Even with all these quibbles, I think earthquakes would be a valuable add-on if done right (designed to slow down mountain base development, not negate it completely). The ultimate goal of this thread is to bring people out of their mountain bases/fortresses. The problem with merely making living in mountain bases worse is that it does nothing to make living the open non-suicidal. A large part of this problem stems from the fact that most of the late-game threats in this game stem from combat, and those encourage people to play defensively because 1) the enemy has infinite pawns while you don't 2) the injury system is way out of wack 3) one bad late game raid=game over. If the dev would dial back the combat threats and increase non-combat threats, you'd find more people living in the open. I think the time has come to put down the stick and pull out the carrot.

Just some ideas:
-raiders demand tribute instead of immediately attacking
-raiders primary target is your stockpiles. They're not interested in wanton destruction because they want to steal from you again.

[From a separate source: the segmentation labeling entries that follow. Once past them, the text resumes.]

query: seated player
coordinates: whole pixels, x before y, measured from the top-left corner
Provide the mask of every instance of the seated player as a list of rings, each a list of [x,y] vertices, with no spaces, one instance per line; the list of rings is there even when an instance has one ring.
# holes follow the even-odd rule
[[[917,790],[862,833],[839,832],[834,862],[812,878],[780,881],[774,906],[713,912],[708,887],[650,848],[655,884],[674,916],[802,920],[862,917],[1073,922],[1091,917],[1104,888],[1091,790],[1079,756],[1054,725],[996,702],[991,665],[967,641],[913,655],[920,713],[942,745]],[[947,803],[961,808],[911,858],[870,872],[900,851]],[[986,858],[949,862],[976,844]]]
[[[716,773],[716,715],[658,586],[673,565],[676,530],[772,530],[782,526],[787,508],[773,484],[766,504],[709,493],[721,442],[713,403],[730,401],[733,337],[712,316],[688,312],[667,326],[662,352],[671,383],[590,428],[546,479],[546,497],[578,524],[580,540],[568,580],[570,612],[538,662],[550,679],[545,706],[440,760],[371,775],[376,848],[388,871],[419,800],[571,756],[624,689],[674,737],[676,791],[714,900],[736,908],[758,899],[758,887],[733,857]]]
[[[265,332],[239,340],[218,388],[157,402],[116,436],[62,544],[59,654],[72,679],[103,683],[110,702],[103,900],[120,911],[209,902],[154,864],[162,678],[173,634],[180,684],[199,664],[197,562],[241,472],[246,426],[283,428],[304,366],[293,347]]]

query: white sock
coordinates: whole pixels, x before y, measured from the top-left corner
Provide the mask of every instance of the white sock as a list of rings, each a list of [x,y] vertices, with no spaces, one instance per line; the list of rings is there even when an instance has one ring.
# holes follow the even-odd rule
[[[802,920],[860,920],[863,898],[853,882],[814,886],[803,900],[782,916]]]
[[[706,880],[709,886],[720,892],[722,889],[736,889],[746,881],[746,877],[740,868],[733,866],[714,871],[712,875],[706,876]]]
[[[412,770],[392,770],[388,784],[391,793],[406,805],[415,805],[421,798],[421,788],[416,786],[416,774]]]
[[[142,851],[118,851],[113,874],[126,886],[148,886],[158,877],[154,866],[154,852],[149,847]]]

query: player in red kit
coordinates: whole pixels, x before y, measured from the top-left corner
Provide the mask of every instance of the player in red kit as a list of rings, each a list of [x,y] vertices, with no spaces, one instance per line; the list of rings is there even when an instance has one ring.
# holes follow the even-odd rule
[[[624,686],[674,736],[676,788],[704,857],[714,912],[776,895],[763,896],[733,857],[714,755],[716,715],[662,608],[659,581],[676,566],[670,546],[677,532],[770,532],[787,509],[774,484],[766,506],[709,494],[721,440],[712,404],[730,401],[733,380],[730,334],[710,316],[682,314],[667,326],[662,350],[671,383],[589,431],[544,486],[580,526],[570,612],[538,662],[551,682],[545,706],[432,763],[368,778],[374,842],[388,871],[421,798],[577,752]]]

-raiders will flee if they lose more than 20% of their party.
-you can make peace with all factions. However doing so, puts a permanent cap your relationships with all factions (you're neutral in their conflicts so they really can't trust you).
-mechanoids are only interested in your metal (to feed their hive)
-mechanoids will become hostile forever if you attack them but generally ignore colonists (players will quickly want to stop them from taking all their metal)
-insects are similar but will become hostile if you go near the hive
-manhunters packs should be replaced by hyper intelligent animals that will attack as a group only if you attack them
-nerf ranged combat and buff melee combat
--ammunition has to be crafted
--make melee skill give a parry chance
--add lowtech shields
--make glittertech medicine heal EVERYTHING.  They're nanomachines for gods-sake!
-make just staying alive a challenge
--reduce the number of animals on the map.
--reduce the crop yield of plants
--make pawns need clean water
--make crops require a steady access to water (something like a well)
--make it possible to exhaust the local environment (slow down tree growth, make animals come back slower).
--disease should be more deadly and debilitating.
---visitors could bring disease to the colony. Animals could spread it too.
-slow mining speed (digging out caves into the earth with hand tools should require a lot of time).